此时可以再次查询节点属性,执行如下命令。

eksctl get nodegroup --cluster eksworkshop

返回结果如下表示扩容成功。

CLUSTER		NODEGROUP	STATUS	CREATED			MIN SIZE	MAX SIZE	DESIRED CAPACITY	INSTANCE TYPE	IMAGE ID	ASG NAME						TYPE
eksworkshop	managed-ng	ACTIVE	2023-06-12T14:39:13Z	3		9		6			t3.xlarge	AL2_x86_64	eks-managed-ng-30c45805-f3a9-09c2-6f2a-4683ad432afb	managed

三、新增group节点组并删除旧的节点组

前文创建集群使用的EC2作为Nodegruop,节点不能直接更换规格。为此,需要在当前集群下新建一个nodegroup,并使用新的EC2规格,随后再删除旧的nodegroup。
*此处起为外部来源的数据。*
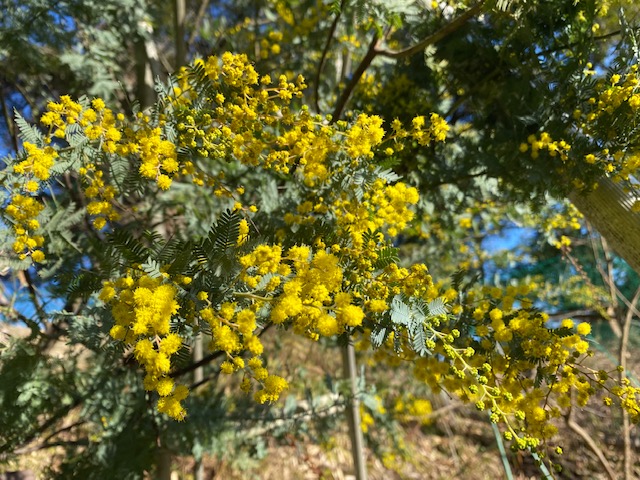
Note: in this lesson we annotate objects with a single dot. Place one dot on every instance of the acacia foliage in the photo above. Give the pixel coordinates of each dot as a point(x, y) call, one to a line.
point(231, 207)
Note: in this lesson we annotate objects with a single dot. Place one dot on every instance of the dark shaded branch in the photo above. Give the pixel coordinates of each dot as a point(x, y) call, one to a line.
point(445, 31)
point(357, 75)
point(323, 58)
point(626, 426)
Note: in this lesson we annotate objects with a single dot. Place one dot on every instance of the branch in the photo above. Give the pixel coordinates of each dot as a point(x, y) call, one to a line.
point(196, 23)
point(346, 93)
point(445, 31)
point(592, 445)
point(626, 427)
point(323, 58)
point(373, 51)
point(9, 121)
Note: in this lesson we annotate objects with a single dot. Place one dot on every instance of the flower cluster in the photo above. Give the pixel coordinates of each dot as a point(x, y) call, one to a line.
point(234, 331)
point(545, 142)
point(24, 210)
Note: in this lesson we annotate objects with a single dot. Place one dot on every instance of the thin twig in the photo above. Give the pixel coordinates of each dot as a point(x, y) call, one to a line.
point(445, 31)
point(10, 125)
point(373, 51)
point(323, 58)
point(591, 444)
point(357, 75)
point(196, 23)
point(626, 427)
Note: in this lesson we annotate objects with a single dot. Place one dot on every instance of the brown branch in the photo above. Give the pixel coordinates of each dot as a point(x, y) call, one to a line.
point(9, 121)
point(591, 444)
point(323, 58)
point(445, 31)
point(357, 75)
point(196, 23)
point(373, 51)
point(597, 38)
point(626, 427)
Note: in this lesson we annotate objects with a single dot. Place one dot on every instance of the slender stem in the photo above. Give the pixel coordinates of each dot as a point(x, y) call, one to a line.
point(323, 58)
point(178, 26)
point(353, 411)
point(357, 75)
point(373, 51)
point(626, 427)
point(198, 20)
point(445, 31)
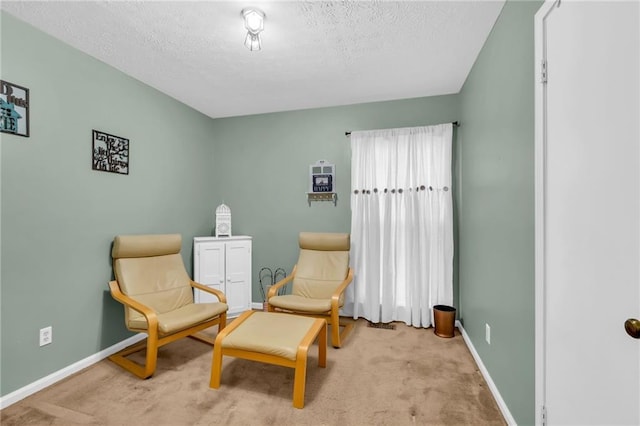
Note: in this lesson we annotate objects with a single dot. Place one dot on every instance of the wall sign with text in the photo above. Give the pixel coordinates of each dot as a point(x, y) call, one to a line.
point(110, 153)
point(14, 109)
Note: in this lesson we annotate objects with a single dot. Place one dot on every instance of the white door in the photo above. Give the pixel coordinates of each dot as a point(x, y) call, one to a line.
point(209, 270)
point(588, 213)
point(238, 280)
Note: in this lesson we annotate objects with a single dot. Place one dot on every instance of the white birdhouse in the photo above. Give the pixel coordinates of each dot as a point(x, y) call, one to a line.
point(223, 221)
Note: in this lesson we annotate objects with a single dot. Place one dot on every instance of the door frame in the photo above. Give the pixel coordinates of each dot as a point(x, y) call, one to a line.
point(540, 138)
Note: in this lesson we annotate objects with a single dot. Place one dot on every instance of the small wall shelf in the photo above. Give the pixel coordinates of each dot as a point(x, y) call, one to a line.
point(322, 196)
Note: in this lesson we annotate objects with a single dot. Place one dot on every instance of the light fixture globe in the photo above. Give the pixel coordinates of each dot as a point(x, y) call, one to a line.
point(254, 23)
point(253, 20)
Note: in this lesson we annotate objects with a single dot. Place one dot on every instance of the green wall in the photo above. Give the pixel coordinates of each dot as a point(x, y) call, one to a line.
point(496, 219)
point(262, 165)
point(59, 217)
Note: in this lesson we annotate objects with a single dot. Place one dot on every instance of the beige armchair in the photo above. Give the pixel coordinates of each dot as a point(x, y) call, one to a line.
point(157, 294)
point(319, 280)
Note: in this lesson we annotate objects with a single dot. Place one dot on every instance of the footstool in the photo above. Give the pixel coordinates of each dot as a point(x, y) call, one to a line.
point(272, 338)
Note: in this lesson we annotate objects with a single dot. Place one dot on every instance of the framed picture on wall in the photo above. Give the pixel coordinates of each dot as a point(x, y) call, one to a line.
point(110, 153)
point(14, 109)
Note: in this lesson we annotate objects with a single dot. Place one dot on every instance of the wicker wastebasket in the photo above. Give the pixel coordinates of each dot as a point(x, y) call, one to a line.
point(444, 318)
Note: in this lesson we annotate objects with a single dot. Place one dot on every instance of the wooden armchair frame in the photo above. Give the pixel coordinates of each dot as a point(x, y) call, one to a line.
point(154, 340)
point(332, 316)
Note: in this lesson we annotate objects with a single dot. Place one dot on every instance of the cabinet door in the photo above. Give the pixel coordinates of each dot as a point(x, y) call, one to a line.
point(209, 270)
point(238, 276)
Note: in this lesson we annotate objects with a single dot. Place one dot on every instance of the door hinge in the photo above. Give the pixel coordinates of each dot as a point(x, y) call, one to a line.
point(543, 71)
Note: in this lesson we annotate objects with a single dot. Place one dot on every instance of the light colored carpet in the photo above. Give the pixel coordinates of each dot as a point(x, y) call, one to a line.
point(406, 376)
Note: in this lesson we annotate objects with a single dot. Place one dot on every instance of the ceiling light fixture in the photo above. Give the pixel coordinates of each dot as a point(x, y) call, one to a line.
point(254, 23)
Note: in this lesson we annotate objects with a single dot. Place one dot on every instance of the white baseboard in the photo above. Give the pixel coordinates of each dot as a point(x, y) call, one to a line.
point(485, 373)
point(54, 377)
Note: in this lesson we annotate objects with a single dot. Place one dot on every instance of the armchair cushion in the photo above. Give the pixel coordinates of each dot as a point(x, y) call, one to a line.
point(292, 302)
point(181, 318)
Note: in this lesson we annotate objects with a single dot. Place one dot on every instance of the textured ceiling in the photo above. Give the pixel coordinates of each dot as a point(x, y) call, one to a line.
point(315, 53)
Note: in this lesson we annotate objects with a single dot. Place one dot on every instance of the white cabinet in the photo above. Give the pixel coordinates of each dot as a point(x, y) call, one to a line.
point(224, 264)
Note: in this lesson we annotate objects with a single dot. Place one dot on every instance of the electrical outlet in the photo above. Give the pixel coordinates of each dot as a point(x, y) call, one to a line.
point(46, 335)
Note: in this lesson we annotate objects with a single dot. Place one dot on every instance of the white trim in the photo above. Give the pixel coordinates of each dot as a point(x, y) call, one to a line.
point(65, 372)
point(539, 195)
point(487, 377)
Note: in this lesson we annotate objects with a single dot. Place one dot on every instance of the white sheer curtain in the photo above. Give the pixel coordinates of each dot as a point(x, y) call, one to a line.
point(401, 224)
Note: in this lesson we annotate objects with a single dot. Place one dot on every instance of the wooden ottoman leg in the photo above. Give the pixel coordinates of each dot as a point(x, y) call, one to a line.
point(322, 346)
point(300, 379)
point(216, 364)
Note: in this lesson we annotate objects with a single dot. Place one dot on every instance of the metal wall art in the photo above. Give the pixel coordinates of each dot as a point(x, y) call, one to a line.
point(110, 153)
point(14, 109)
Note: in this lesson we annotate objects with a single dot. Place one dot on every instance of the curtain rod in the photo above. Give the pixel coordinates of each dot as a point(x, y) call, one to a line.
point(455, 124)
创建完毕后,可从旧的Node上驱逐pod,此时pod会自动在新nodegroup上拉起。如果应用是非长连接的、无状态的应用,那么整个过程不影响应用访问。

1、增加Graviton机型ARM架构处理器的Nodegroup的准备工作(如果您要新增Intel处理器的节点组,请跳过本章节)

如果您要新增Intel处理器的节点组,请跳过本章节。

使用Graviton的ARM架构的EC2,需要事先运行如下命令检查系统组件是否为最新版本。替换如下命令中的集群名称为实际集群名称,然后执行如下命令:

eksctl utils update-coredns --cluster eksworkshop
eksctl utils update-kube-proxy --cluster eksworkshop
eksctl utils update-aws-node --cluster eksworkshop

返回信息如下:

2023-06-13 10:06:37 [ℹ]  (plan) would have replaced "kube-system:Service/kube-dns"
2023-06-13 10:06:37 [ℹ]  (plan) would have replaced "kube-system:ServiceAccount/coredns"
2023-06-13 10:06:37 [ℹ]  (plan) would have replaced "kube-system:ConfigMap/coredns"
2023-06-13 10:06:38 [ℹ]  (plan) would have replaced "kube-system:Deployment.apps/coredns"
2023-06-13 10:06:38 [ℹ]  (plan) would have replaced "ClusterRole.rbac.authorization.k8s.io/system:coredns"
2023-06-13 10:06:38 [ℹ]  (plan) would have replaced "ClusterRoleBinding.rbac.authorization.k8s.io/system:coredns"
2023-06-13 10:06:38 [ℹ]  (plan) "coredns" is already up-to-date
2023-06-13 10:06:46 [✖]  (plan) "kube-proxy" is not up-to-date
2023-06-13 10:06:46 [!]  no changes were applied, run again with '--approve' to apply the changes
2023-06-13 10:06:52 [ℹ]  (plan) would have skipped existing "kube-system:ServiceAccount/aws-node"
2023-06-13 10:06:52 [ℹ]  (plan) would have replaced "CustomResourceDefinition.apiextensions.k8s.io/eniconfigs.crd.k8s.amazonaws.com"
2023-06-13 10:06:53 [ℹ]  (plan) would have replaced "ClusterRole.rbac.authorization.k8s.io/aws-node"
2023-06-13 10:06:53 [ℹ]  (plan) would have replaced "ClusterRoleBinding.rbac.authorization.k8s.io/aws-node"
2023-06-13 10:06:53 [ℹ]  (plan) would have replaced "kube-system:DaemonSet.apps/aws-node"
2023-06-13 10:06:53 [✖]  (plan) "aws-node" is not up-to-date
2023-06-13 10:06:53 [!]  no changes were applied, run again with '--approve' to apply the changes

这其中可看到部分组件不是最新。在命令后加--approve进行升级。(注意可能会对集群有短暂影响)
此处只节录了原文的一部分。